Published: Thursday, Dec. 27 2012 6:09 p.m. MST

Salt Lake City urban forester Bill Rutherford places a photo of a victim of the Sandy Hook Elementary tragedy onto a tree before the community dedication of the grove at the Salt Lake City Cemetery in remembrance of victims of the Newtown, Conn., shootings, Thursday, Dec. 27, 2012.

Ben Brewer, Deseret News

SALT LAKE CITY — Twenty-six Redbud trees now line the entrance to the Salt Lake City Cemetery.  

Community leaders dedicated the grove of trees Thursday in remembrance of the 26 victims of the Newtown, Conn., shootings on Dec. 14.

“The cemetery is a sacred and historic place in Salt Lake City, and a revered ground. What better place to remember the spirits of all the children and adults that lost their lives,” Salt Lake City urban forester Bill Rutherford said. 

A gunman shot his way into Sandy Hook Elementary School on Dec. 14 and killed 20 first-graders and six educators. The gunman, who had also killed his mother that morning, committed suicide as police arrived.

The trees line the sidewalk at the entrance of the cemetery in the Avenues neighborhood at 200 N St.

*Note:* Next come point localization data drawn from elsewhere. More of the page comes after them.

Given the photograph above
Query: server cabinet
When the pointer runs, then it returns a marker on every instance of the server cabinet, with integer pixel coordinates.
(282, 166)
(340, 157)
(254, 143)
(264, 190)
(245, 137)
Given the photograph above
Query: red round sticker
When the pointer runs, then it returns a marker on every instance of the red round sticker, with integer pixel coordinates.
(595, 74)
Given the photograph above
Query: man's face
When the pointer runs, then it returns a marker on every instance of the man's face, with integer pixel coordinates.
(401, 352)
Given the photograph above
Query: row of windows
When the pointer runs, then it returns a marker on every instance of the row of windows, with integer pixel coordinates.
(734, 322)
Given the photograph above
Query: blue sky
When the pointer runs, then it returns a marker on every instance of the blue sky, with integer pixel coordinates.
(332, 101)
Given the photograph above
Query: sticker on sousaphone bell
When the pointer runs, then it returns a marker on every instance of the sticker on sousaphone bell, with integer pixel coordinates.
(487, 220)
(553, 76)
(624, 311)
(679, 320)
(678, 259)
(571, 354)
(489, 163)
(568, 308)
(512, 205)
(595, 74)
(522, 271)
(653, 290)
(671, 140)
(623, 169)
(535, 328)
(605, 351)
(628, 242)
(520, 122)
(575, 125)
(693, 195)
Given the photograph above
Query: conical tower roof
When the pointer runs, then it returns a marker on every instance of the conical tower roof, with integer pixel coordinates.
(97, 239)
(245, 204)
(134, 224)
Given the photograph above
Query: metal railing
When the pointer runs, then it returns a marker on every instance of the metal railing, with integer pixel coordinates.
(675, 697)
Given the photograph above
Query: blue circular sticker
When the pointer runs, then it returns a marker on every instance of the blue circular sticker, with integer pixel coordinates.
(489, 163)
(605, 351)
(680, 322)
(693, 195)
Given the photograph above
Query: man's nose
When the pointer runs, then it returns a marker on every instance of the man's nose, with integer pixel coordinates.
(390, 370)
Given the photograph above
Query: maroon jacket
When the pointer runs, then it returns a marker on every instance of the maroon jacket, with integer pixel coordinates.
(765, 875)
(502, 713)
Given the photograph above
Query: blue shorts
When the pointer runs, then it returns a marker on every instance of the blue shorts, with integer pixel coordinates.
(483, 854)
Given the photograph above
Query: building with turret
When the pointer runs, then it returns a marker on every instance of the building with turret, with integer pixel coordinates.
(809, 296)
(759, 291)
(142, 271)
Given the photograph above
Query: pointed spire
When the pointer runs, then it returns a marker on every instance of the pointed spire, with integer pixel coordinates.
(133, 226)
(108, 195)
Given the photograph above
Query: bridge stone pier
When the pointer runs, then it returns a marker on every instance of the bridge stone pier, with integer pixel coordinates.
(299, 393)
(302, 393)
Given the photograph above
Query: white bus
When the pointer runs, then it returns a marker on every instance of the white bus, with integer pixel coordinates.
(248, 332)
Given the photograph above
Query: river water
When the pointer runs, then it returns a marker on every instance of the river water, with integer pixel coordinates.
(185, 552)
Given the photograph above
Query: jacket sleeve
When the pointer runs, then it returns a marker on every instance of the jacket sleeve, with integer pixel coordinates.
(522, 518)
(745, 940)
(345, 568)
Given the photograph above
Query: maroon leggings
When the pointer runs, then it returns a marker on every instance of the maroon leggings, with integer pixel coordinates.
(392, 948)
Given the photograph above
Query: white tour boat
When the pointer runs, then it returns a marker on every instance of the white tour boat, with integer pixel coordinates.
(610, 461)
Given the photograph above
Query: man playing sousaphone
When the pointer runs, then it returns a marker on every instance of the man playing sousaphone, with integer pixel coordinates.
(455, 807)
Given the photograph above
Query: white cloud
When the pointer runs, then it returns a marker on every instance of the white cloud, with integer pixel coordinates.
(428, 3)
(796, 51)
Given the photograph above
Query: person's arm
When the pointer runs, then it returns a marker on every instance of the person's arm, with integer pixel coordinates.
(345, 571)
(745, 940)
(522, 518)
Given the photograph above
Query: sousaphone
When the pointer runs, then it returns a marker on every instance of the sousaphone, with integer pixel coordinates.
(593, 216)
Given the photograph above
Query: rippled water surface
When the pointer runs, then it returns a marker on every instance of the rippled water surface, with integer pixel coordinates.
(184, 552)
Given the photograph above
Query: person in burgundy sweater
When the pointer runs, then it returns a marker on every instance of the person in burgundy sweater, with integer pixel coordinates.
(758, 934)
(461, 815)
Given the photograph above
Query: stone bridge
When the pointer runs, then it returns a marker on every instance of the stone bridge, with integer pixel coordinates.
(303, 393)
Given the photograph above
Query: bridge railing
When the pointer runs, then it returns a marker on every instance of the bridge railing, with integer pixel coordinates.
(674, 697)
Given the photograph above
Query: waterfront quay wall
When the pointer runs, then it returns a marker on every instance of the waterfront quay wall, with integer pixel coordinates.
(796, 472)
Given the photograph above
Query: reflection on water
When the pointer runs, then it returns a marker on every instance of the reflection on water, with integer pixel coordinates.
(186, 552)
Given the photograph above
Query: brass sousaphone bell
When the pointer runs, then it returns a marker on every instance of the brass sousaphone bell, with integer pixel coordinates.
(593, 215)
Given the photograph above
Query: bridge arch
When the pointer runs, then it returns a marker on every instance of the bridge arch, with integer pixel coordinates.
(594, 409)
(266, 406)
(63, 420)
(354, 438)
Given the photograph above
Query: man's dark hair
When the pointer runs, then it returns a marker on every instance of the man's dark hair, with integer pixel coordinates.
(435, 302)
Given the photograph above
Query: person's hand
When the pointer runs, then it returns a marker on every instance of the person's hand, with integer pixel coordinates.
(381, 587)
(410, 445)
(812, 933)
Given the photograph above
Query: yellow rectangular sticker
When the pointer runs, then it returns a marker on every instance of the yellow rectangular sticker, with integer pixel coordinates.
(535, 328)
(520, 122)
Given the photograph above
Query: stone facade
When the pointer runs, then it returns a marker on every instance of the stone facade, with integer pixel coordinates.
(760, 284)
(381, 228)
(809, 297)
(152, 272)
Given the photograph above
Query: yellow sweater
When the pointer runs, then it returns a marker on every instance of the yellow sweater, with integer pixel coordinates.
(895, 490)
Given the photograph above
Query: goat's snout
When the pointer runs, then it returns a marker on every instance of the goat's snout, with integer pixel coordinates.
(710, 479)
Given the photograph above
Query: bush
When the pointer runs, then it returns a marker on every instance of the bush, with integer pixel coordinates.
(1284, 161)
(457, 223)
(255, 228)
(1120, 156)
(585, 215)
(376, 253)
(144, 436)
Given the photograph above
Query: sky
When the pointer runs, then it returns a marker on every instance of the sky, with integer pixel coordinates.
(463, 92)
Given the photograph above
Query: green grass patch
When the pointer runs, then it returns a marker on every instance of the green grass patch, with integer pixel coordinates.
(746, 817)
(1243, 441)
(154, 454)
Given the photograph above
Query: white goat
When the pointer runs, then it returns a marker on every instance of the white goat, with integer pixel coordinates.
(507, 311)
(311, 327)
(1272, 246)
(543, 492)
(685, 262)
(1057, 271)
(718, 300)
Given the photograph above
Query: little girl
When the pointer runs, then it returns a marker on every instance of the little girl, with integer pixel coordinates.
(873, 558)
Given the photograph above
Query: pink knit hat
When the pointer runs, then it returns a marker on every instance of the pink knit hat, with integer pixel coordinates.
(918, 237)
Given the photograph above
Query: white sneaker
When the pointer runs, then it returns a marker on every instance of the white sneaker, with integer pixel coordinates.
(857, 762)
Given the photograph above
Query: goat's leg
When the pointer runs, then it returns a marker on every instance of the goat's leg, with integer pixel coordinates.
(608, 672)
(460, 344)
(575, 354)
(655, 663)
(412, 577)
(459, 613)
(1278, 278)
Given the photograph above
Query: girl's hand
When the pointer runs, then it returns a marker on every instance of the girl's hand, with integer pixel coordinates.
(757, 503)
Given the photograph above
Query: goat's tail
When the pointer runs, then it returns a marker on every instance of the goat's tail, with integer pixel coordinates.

Each tree has a picture and name of one of the victims attached to it, including 6-year-old Emilie Parker, the daughter of Robbie and Alyssa Parker, who grew up in the Ogden area. The type of tree was chosen because of its attributes.

“Redbuds are a harbinger of spring for they are among the first trees to flower, renew growth and herald a new beginning,” Rutherford said. “Foliage is arranged along a zigzag twig, almost childlike in its whimsical variation, and each leaf is distinctively heart-shaped.”

The trees, which are native to Connecticut, will grow to be approximately 20 feet tall and 20 feet wide.

The location of the trees is also a symbolic part of the dedication. “Because literally, thousands and thousands of people enter the cemetery through the gate every year, and these trees will now give them a warm and special greeting that before they were planted didn’t exist.”

Alicia Caldwell lived in Newtown from 1995 to 1997 and attended Newtown High School. “It’s a small, beautiful community,” she said. “I haven’t lived there in 15 years, and it (the shooting) shook me to my core.”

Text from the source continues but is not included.